Keywords: Breast cancer, Geriatric oncology, Primary endocrine therapy

Background

Around thirty per cent of women diagnosed with breast cancer is older than seventy [1]. In general, older individuals are highly variable with respect to comorbidities, functional and cognitive capabilities and social support system. Also, older individuals with cancer tend to value quality of life over longevity [2]. These factors can influence treatment decisions in older women with breast cancer. In the last decade, surgery has been more frequently omitted in older women with operable breast cancer and treatment with primary endocrine therapy (PET) has increased [35].
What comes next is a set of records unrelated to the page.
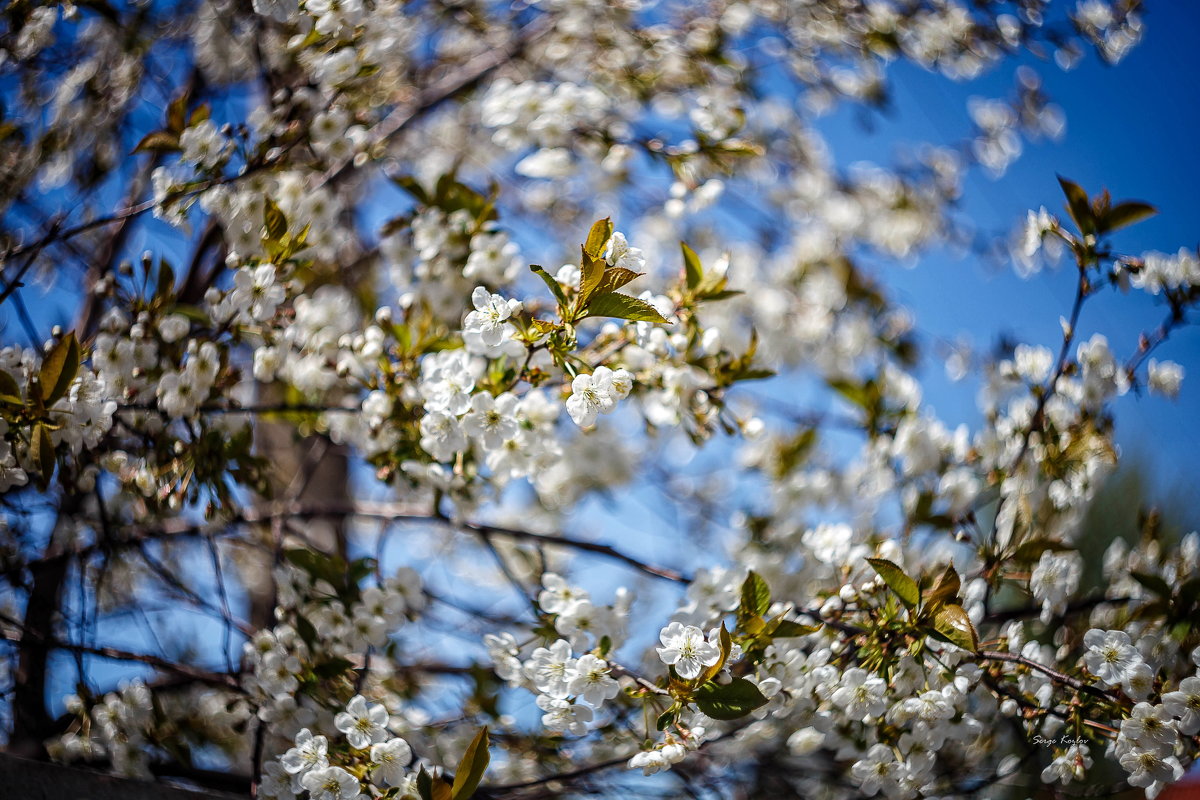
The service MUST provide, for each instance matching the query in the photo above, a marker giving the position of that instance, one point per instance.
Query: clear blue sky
(1132, 127)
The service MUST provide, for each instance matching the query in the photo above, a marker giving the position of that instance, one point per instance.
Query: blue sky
(1131, 127)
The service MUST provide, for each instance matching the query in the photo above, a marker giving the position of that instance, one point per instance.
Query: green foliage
(904, 587)
(730, 701)
(472, 767)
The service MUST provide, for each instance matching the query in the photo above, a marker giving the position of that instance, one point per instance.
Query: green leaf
(598, 238)
(787, 629)
(1126, 214)
(667, 717)
(413, 187)
(900, 583)
(726, 642)
(953, 623)
(42, 452)
(591, 275)
(59, 368)
(274, 220)
(1078, 205)
(694, 271)
(755, 596)
(622, 306)
(323, 567)
(10, 391)
(555, 287)
(730, 701)
(945, 590)
(615, 278)
(472, 767)
(159, 142)
(431, 788)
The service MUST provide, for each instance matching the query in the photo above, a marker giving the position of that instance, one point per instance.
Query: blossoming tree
(335, 414)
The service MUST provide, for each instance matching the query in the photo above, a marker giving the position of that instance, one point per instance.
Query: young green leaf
(787, 629)
(953, 623)
(432, 788)
(615, 277)
(945, 590)
(591, 275)
(555, 287)
(694, 272)
(59, 368)
(598, 239)
(726, 649)
(900, 583)
(730, 701)
(1126, 214)
(10, 392)
(622, 306)
(667, 717)
(472, 767)
(755, 596)
(274, 220)
(1078, 205)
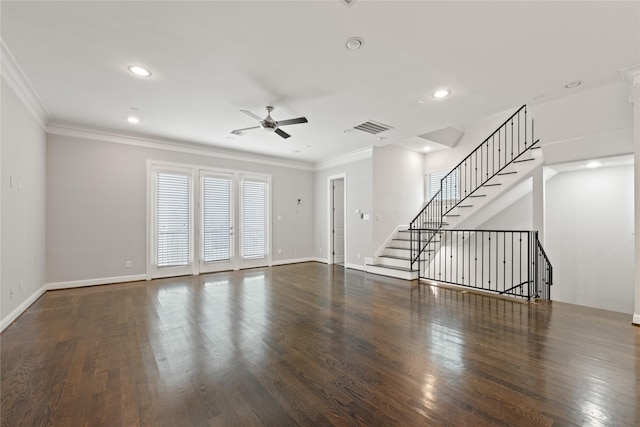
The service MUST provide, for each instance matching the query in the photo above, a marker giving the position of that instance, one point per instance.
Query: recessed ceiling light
(354, 43)
(139, 71)
(441, 93)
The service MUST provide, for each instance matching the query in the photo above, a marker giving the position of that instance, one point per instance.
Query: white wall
(475, 132)
(398, 190)
(589, 237)
(593, 123)
(359, 194)
(22, 217)
(97, 207)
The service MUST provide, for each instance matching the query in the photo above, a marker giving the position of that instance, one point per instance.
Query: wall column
(633, 75)
(538, 214)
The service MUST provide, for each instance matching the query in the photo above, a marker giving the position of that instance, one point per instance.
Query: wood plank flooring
(313, 345)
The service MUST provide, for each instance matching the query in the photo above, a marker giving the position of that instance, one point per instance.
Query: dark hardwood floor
(311, 344)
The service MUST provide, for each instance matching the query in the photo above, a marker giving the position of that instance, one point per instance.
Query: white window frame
(196, 172)
(167, 271)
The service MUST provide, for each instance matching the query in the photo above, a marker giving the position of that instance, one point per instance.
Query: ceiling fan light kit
(269, 124)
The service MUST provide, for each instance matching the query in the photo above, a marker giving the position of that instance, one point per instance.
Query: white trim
(18, 81)
(354, 266)
(343, 159)
(294, 261)
(95, 282)
(11, 317)
(75, 131)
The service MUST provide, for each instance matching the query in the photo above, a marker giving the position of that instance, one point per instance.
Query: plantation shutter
(254, 219)
(450, 190)
(173, 216)
(216, 219)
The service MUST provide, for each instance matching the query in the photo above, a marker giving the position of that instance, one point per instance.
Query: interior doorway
(337, 219)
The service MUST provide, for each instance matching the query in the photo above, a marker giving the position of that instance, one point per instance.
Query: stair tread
(396, 257)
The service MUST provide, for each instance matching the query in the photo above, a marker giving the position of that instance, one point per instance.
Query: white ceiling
(212, 58)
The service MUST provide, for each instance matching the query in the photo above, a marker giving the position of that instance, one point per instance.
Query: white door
(216, 237)
(254, 227)
(193, 217)
(338, 221)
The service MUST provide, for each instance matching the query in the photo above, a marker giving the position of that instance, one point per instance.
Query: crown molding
(15, 77)
(343, 159)
(176, 146)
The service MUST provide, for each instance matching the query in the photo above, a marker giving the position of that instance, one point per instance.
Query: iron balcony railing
(501, 261)
(505, 146)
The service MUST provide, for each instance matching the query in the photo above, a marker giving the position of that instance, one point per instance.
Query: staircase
(503, 160)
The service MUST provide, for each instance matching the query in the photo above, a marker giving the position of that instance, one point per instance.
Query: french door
(204, 220)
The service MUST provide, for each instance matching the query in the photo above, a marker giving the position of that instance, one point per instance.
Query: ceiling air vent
(372, 127)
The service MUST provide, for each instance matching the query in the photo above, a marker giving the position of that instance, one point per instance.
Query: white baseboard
(294, 261)
(354, 266)
(21, 308)
(94, 282)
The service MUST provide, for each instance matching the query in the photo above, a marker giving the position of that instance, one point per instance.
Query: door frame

There are several reasons for choosing PET over primary surgery [3]. Women with more comorbidities have a higher rate of non-breast cancer related causes [68] and may not live long enough to develop distant metastasis. This holds especially true for those with low-risk breast cancer and a high other cause mortality risk, for example women with stage I breast cancer and severe dementia. This risk of dying from another cause than breast cancer (other cause mortality) can influence both patient and doctor preferences in breast cancer treatment. Current recommendations for treating older women with breast cancer (SIOG/EUSOMA) state that PET should only be offered to older women with estrogen receptor (ER) positive tumors who have an estimated life expectancy of less than five years, and are unfit for or refuse surgery [9]. Prediction tools are available to predict risk of recurrence and other cause mortality in older women with cancer to aid informing and advising older women in this treatment decisions [1012].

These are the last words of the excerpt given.